Secondly, support to the Iraqi opposition and the toppling of Saddam's regime were not at the top of Washington's list of real, declared, or tacit goals. The United States came to the region to control oil, alleviate Israel's security concerns, search for weapons of mass destruction, and prevent Iraq from giving support to terrorist groups.
Yet, the United States also came to create a regime that, according to Thomas Friedman, is more decent and democratic. The United States we know has little credibility when it comes to the spread of democracy. It has a long and unflattering history of sponsoring non-democratic regimes in our region. There is, however, a lesson to be learned from the 11 September attacks.

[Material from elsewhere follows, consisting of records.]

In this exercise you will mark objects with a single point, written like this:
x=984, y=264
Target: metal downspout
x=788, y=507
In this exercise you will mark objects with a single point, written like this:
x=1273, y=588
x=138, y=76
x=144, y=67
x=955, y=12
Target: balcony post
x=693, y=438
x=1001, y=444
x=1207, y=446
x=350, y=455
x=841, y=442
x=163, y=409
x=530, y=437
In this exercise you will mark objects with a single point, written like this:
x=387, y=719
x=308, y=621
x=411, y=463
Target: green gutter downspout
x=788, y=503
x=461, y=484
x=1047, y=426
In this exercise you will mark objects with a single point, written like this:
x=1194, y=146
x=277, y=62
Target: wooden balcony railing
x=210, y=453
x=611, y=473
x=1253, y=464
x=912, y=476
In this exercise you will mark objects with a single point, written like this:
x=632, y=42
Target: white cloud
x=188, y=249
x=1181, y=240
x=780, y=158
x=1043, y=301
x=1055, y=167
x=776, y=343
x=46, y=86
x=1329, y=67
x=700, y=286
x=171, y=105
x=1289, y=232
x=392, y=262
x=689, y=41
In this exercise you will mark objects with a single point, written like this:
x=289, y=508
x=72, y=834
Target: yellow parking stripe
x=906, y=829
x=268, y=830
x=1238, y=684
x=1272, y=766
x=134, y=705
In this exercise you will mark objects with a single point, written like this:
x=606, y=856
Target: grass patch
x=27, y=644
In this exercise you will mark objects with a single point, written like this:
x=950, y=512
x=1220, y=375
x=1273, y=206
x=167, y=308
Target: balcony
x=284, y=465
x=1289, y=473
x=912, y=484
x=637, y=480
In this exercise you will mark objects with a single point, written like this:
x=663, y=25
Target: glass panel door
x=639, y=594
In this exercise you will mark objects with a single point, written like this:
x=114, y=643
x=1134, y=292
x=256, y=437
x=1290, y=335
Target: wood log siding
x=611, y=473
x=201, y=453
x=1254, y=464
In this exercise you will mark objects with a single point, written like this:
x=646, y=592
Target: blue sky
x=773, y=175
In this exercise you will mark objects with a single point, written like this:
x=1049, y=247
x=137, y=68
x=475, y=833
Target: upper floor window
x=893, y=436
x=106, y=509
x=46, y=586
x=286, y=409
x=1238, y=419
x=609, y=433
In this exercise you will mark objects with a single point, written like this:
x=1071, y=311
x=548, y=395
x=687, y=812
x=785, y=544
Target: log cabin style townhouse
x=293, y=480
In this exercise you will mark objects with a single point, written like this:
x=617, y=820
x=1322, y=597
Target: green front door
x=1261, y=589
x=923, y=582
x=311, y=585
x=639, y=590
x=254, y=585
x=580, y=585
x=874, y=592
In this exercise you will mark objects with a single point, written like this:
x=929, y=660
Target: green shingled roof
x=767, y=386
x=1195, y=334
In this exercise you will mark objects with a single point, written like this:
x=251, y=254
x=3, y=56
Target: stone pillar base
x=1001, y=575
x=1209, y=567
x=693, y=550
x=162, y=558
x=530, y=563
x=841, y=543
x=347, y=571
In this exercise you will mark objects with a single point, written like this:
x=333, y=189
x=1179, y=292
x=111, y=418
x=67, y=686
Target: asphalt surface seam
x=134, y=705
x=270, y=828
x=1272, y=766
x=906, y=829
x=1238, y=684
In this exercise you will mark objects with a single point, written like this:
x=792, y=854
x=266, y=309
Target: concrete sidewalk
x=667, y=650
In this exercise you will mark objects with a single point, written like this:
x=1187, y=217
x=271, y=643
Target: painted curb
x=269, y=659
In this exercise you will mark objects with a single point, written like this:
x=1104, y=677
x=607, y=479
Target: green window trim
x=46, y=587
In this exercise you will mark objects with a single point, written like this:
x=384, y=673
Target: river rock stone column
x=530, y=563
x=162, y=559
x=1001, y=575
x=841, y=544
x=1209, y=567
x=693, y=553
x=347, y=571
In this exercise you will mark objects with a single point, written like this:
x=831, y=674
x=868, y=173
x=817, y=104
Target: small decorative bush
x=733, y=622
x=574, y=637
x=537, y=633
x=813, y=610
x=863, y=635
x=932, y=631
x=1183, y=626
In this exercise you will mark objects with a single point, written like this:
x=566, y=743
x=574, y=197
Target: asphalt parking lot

The Americans must have sensed that political despotism and socio-economic problems in the Arab and Islamic world are a threat to their national security. We -- for our part -- have to remind the Americans that democracy is something we demand more than they do, and that their disgraceful bias towards Israel is the primary reason for our anger.
Saddam's regime has fallen, and regardless of how this was done, the Iraqi people have sighed with relief. For the first time in years, Iraq does not conjure up the image of Saddam and his deputies, but hundreds of thousands of ordinary Iraqis. After years of despotism, the Iraqis are making their views known. In their first demonstration, they marched out of the Abu- Hanifah Al-Noaman Mosque to demand the departure of the occupation forces, reminding the world: "Sunnis and Shi'as are brothers. Our homeland is not for sale."
The writer is editor-in-chief of the quarterly Al- Siyassa Al-Dawliya (International Politics) issued by Al-Ahram, and a member of the Shura Council.